The planning appeals board upheld last August’s decision of Cork City Council made to grant, subject to conditions, permission to Dildar Ltd for the large residential project off the South Douglas Rd.
The decision was appealed by Justin McCarthy, care of John MacCarthy and Partners and others.
However, in its decision, made on Wednesday and notified to interested parties yesterday, the board granted permission for the development, with a number of additional conditions, including in relation to the height of certain proposed buildings and the design of certain windows in other properties.
The application was for the development of 204 residential units consisting of 50 two and three-storey detached, semi-detached and terraced houses; 153 one, two and three-bedroom apartments in five and six storey blocks over two basement level car parks; a three-storey mixed use building to include a creche; a commercial unit for use as a private gym; and alterations and a single-storey extension to 7 Eldred Terrace, an architectural conservation area.
The project included provision for 370 parking spaces, a new vehicle and pedestrian entrance onto Douglas Rd, and a pedestrian access from Glenview Terrace, South Douglas Rd.
The board said the development would be in accordance with the zoning objectives for the area, would not seriously injure the amenities of the area, “would respect the existing architectural heritage and character of the area, and would be acceptable in terms of traffic safety and convenience”.
Among the conditions imposed was a reduction in the height of the houses, from nine to 13 inclusive along the northern boundary with Beechwood Place, and two dwellings to the rear of 7 Eldred Terrace, to two storeys.
Sliding glazed doors at first floor levels outside bedroom number two to the rear of all type A1 and A2 dwellings must be replaced with a window, and the windows for the same bedrooms at three of those houses, numbers, 30, 31 and 32, must be redesigned to ensure there is no direct overlooking of the adjoining residential property to the south.
Other conditions direct that flank windows on the first and second floors of a range of other homes are finished in “obscured or frosted glazing”.
The developer has also been instructed to install a signal-controlled junction, including a pedestrian crossing, at the proposed access to the development from the Douglas Rd.
City Hall welcomed the decision. But Fianna Fáil councillor Terry Shannon said he and several residents still have concerns about the scale of the development, and the impact it will have on the area, particularly in relation to traffic.

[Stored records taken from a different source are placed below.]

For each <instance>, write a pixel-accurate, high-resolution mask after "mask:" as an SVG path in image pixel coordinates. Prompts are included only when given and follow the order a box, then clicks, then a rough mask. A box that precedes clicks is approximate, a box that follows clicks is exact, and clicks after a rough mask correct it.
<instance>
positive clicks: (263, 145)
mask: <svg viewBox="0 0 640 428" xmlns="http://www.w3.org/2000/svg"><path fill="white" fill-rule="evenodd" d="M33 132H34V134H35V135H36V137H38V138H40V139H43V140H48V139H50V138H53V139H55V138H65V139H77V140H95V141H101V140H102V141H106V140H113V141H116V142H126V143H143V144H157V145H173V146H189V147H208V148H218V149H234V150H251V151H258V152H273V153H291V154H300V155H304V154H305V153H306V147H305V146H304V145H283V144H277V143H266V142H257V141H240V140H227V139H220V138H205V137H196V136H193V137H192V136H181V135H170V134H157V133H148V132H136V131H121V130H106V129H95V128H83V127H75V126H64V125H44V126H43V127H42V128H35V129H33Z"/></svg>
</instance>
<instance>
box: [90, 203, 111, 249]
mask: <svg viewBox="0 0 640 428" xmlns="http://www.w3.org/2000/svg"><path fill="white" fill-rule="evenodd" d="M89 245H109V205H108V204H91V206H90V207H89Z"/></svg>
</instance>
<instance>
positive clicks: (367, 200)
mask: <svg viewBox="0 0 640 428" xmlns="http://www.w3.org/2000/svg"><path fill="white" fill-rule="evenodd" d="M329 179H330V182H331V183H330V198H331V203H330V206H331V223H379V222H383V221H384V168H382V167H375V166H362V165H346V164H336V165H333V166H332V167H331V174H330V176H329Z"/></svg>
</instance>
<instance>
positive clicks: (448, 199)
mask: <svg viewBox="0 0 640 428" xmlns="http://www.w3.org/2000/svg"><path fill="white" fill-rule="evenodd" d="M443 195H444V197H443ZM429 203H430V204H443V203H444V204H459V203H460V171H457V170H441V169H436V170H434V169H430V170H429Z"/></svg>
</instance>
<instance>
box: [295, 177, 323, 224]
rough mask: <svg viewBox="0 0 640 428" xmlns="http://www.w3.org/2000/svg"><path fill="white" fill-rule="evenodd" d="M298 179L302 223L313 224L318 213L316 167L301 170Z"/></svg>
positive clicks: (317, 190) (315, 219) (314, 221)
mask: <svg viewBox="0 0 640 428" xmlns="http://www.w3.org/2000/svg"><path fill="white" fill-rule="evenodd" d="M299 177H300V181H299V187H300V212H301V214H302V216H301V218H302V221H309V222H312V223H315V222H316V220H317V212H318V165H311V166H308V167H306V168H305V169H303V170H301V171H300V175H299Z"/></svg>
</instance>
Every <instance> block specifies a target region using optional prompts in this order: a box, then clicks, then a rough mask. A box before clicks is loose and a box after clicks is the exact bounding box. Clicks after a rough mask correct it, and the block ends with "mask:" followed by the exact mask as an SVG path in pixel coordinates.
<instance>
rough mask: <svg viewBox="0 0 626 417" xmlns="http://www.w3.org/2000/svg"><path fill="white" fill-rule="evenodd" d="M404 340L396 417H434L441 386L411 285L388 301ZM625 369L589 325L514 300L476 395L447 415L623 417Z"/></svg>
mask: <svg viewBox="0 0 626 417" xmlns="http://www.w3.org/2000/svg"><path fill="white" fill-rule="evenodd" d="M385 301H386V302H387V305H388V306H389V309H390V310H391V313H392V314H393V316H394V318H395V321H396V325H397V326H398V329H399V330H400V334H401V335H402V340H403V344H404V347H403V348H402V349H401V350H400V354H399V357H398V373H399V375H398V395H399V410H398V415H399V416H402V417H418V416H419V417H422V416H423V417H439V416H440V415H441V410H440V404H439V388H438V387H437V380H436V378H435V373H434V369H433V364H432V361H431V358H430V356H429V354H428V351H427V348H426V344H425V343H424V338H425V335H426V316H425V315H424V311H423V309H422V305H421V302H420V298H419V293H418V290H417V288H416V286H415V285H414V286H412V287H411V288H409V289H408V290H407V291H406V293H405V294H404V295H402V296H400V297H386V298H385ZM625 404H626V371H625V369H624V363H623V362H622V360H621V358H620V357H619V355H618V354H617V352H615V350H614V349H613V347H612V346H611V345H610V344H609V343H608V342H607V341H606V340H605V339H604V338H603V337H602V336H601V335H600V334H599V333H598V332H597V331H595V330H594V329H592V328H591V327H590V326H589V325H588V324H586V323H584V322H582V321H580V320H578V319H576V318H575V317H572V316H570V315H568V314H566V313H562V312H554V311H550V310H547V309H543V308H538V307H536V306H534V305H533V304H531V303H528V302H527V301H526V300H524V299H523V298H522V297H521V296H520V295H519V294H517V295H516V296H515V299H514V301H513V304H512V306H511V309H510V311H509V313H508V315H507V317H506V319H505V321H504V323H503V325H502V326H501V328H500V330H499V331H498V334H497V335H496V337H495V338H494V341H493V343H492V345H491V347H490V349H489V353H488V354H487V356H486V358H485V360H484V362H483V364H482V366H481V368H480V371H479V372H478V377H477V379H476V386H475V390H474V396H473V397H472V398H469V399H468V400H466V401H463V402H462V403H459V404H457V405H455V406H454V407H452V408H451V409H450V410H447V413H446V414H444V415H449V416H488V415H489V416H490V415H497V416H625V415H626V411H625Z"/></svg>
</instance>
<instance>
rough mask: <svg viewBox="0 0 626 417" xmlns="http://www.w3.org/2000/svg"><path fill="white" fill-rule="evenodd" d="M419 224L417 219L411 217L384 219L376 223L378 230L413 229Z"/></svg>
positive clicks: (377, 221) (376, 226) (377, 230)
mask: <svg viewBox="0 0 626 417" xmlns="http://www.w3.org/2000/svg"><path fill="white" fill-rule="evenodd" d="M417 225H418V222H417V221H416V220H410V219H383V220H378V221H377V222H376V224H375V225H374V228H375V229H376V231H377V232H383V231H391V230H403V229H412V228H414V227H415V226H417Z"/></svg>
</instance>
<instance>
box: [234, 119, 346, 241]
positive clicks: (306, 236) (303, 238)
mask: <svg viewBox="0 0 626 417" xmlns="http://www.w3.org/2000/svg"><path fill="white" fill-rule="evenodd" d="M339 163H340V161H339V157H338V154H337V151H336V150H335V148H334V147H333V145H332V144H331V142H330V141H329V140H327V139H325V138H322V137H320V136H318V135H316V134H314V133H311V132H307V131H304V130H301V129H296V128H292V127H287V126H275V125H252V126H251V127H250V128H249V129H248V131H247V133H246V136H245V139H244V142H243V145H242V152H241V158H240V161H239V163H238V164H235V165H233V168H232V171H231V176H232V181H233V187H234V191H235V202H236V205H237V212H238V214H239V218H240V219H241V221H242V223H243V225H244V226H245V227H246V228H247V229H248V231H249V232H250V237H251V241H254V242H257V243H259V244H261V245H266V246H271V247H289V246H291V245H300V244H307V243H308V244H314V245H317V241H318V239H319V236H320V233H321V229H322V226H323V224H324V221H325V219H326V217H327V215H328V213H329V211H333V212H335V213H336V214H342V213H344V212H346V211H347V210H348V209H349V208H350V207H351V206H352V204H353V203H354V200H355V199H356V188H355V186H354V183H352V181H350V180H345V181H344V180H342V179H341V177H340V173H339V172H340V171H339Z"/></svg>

“Everyone wants development, particularly on this site, which had, since Nemo relocated, but the site of anti-social behaviour,” he said.
“But we must make sure that what we’re doing adds to an area, not detracts from it, and we’re not convinced that this project will do that.”
The site has been vacant since Nemo, one of the country’s best-known football clubs, relocated from this enclosed site to its state-of-the-art complex in Trabeg, Douglas. Its new clubhouse and pitches, gym, hall and all-weather pitch complex, which was completed in 2007, is widely recognised as one of the finest GAA complexes in the country.